Paris Notre-Dame du 10 juillet 2025

Ils sont Parisiens, mais peu connus pour la plupart. Paris Notre-Dame consacre sa série d’été aux cinq saints parisiens dont les reliques sont présentes dans le nouvel autel de Notre-Dame de Paris. Deuxième figure, sans doute la plus connue des cinq : Charles de Foucauld, ermite mort assassiné dans le désert algérien en 1916 et qui s’est converti, en 1886, dans l’église parisienne de St-Augustin.

© D. R.

« Mettez-vous à genoux, confessez-vous : vous croirez. » La phrase est restée dans l’histoire comme celle qui fit basculer la vie de Charles de Foucauld. En 1886, de retour du Maroc, où il avait cartographié le pays en se faisant passer pour un rabbin, il séjourne à Paris, chez sa cousine Marie de Bondy, rue de Miromesnil. Celle-ci l’invite à rencontrer l’abbé Huvelin, vicaire à St-Augustin (8e). Ce sera pour le jeune Charles, 28 ans, un choc salvateur. « Il voulait confronter le prêtre sur l’existence de Dieu et lui présenter ses objections mais l’abbé Huvelin, inspiré par l’Esprit Saint, ne débattit pas et lui demanda simplement de se confesser », raconte le P. Thibaut de Rincquesen, actuel curé de la paroisse parisienne. Saisi par la grâce, Charles en ressort bouleversé. « Aussitôt que je crus qu’il y avait un Dieu, je compris que je ne pouvais faire autrement que de ne vivre que pour Lui », écrira-t-il. Un siècle et demi plus tard, l’église St-Augustin conserve la mémoire de l’événement : un petit oratoire d’inspiration berbère évoque l’ermitage saharien du saint et le confessionnal de l’abbé Huvelin – toujours visible, dans l’une des chapelles latérales de l’église paroissiale – sera prochainement intégré dans une nouvelle chapelle de la Conversion, ornée d’une grande statue en bronze de Charles de Foucauld et de quelques-unes de ses citations. Après sa conversion, Charles entre à la Trappe, d’abord en France puis en Syrie, mais il pressent qu’il est appelé à autre chose. Ordonné prêtre en 1901, il part s’installer en Algérie, au cœur du désert, choisissant de vivre au plus près des populations touareg, dans la pauvreté, le silence, la prière et une fraternité universelle. Sans chercher à convertir, il veut être « le frère universel », témoin silencieux de l’amour du Christ. Il est assassiné le 1er décembre 1916, dans la solitude de son ermitage.
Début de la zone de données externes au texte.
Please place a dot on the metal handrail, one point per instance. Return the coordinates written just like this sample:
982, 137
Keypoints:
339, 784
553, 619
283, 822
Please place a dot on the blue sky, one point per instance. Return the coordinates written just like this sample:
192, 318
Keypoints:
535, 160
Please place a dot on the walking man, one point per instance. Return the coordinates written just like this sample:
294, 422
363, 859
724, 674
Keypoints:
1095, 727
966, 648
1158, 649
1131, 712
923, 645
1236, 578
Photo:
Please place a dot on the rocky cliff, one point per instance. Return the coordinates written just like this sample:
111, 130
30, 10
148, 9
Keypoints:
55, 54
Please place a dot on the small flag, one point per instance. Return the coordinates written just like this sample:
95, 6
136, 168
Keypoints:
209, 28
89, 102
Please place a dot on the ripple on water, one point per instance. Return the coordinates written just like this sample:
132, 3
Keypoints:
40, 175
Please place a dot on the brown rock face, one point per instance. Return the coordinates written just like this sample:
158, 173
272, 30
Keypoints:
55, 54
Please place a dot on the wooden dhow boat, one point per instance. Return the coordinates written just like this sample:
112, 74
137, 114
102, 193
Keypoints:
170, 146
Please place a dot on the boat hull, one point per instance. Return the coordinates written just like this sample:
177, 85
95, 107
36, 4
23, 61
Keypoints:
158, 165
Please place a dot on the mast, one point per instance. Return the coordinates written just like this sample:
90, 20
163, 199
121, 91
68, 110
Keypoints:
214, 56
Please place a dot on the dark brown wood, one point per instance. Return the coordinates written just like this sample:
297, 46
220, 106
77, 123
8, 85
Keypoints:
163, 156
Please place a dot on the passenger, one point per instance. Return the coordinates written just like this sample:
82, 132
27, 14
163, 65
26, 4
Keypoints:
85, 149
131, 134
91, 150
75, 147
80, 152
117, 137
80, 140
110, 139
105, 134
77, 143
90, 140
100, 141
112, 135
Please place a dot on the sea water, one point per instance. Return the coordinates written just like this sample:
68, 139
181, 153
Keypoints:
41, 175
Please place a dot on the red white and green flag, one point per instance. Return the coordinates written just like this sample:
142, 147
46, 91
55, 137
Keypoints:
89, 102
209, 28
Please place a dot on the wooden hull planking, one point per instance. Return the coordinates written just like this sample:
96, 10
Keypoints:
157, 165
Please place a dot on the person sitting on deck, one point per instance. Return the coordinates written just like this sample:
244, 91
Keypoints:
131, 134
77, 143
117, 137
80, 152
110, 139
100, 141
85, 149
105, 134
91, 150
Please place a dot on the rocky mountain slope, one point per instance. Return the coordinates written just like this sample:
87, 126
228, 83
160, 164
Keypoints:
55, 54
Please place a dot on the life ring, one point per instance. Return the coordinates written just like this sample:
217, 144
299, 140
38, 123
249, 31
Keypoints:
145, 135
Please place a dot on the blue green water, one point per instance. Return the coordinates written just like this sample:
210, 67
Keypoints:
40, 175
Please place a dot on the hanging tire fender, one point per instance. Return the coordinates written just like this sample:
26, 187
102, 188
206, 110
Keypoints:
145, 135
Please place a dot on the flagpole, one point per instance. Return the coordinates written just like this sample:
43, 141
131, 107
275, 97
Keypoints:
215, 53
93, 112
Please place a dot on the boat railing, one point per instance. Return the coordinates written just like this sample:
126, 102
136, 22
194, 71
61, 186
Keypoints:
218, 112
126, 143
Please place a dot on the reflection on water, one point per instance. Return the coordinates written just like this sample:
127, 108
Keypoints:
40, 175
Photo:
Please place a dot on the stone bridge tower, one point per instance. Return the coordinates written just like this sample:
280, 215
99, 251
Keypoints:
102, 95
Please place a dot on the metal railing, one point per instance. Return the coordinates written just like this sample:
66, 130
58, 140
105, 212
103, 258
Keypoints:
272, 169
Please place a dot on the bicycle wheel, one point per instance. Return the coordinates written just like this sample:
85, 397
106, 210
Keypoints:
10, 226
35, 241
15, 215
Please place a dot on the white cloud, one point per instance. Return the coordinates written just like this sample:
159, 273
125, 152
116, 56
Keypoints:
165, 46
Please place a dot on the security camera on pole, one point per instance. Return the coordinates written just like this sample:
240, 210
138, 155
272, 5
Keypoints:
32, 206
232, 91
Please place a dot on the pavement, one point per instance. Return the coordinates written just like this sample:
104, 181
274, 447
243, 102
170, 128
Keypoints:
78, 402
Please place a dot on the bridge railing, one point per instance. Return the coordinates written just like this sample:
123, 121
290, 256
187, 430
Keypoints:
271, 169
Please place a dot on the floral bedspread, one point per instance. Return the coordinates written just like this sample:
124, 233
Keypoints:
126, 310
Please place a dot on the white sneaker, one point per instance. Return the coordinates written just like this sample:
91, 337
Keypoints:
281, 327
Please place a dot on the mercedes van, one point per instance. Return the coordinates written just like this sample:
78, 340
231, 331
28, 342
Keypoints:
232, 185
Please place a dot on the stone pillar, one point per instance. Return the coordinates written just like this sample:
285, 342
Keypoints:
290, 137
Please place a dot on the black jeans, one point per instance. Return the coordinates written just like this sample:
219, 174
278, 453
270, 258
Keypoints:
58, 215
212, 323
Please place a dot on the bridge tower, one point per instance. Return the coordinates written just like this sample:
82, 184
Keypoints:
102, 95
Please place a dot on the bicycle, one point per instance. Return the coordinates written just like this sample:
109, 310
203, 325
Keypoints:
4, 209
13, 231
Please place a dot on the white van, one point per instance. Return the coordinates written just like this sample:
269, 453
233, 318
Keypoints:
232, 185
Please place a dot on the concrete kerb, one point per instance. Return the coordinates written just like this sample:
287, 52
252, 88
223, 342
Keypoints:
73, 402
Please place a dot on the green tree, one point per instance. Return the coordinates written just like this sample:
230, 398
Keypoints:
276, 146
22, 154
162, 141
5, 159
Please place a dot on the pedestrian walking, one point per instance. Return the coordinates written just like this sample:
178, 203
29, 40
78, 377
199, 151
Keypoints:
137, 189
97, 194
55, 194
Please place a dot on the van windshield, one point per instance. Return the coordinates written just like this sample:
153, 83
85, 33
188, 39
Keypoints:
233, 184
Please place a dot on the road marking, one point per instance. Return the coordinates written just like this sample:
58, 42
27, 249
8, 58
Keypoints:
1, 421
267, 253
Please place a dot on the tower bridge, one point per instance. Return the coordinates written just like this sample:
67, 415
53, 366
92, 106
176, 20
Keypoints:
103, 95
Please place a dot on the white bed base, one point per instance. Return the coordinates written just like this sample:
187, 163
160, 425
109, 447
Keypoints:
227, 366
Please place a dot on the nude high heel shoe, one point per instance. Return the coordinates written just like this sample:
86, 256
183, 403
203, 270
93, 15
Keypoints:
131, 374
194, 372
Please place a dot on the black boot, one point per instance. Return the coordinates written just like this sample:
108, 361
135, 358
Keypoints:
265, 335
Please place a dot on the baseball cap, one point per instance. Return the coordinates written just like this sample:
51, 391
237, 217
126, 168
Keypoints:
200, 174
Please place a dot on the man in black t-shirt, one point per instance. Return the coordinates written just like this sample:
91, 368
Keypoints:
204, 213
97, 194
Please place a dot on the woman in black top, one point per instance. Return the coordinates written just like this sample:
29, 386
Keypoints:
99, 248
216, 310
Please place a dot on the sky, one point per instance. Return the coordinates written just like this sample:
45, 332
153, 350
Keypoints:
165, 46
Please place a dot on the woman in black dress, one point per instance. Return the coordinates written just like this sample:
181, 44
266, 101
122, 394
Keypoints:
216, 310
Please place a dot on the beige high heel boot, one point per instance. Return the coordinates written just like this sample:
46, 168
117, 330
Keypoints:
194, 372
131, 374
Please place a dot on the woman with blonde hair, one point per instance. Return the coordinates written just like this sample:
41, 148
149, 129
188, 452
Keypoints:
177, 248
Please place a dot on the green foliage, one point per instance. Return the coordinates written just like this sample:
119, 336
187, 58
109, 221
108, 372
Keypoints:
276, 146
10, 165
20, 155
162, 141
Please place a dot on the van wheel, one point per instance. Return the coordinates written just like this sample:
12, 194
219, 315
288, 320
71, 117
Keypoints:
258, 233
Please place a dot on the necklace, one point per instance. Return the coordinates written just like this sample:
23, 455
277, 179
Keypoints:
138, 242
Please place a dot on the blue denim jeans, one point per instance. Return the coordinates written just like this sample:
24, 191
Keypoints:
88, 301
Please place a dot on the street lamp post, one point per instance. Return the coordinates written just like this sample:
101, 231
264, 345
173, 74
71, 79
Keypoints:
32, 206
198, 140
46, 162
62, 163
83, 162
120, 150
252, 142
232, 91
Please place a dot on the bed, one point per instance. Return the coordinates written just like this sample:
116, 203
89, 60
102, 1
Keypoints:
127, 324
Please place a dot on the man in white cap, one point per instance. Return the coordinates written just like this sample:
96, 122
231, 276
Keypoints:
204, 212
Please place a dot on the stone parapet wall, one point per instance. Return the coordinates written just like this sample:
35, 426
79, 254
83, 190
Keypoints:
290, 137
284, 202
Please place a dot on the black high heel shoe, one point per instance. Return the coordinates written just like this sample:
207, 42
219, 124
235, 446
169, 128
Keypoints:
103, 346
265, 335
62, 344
Un deuxième miracle français

Mais c’est dans l’ouest de la France que surgit, en 2016, le deuxième miracle permettant sa canonisation : le 30 novembre, un ouvrier de 21 ans, prénommé Charle – sans s –, s’écrase de plus de 15 mètres sur le chantier de la chapelle du collège Saint-Louis à Saumur (Maine-et-Loire) – ville qui avait accueilli dans son école de cavalerie, en 1878, un certain… Charles de Foucauld. Bien qu’empalé sur un morceau de banc, il se relève et va lui-même chercher du secours. Une semaine plus tard, c’est sans aucune séquelle qu’il quitte l’hôpital. « L’accident a eu lieu à l’heure exacte des premières vêpres de la fête de Charles de Foucauld, souligne le P. Vincent Artarit, alors curé de la paroisse saumuroise du Bienheureux- Charles de Foucauld. Depuis un an, dans la perspective du centenaire de sa mort, toute la communauté vivait intensément de sa spiritualité et priait pour qu’un deuxième miracle soit reconnu par l’Église et qu’il soit déclaré saint. Et ce miracle n’est pas arrivé dans un établissement scolaire par hasard : Charles de Foucauld parle aux jeunes, à ceux qui cherchent leur voie. » Aristocrate converti, militaire devenu moine, voyageur devenu ermite, saint Charles de Foucauld est un pont entre les mondes : entre Paris et le désert, entre croyants et incroyants. « Comme Augustin, il est un homme en quête qui finit par découvrir Dieu en lui-même », résume le P. de Rincquesen. Aujourd’hui, sa relique scellée dans l’autel de Notre-Dame résonne comme une invitation, au coeur d’un monde tourmenté, à cette même quête intérieure.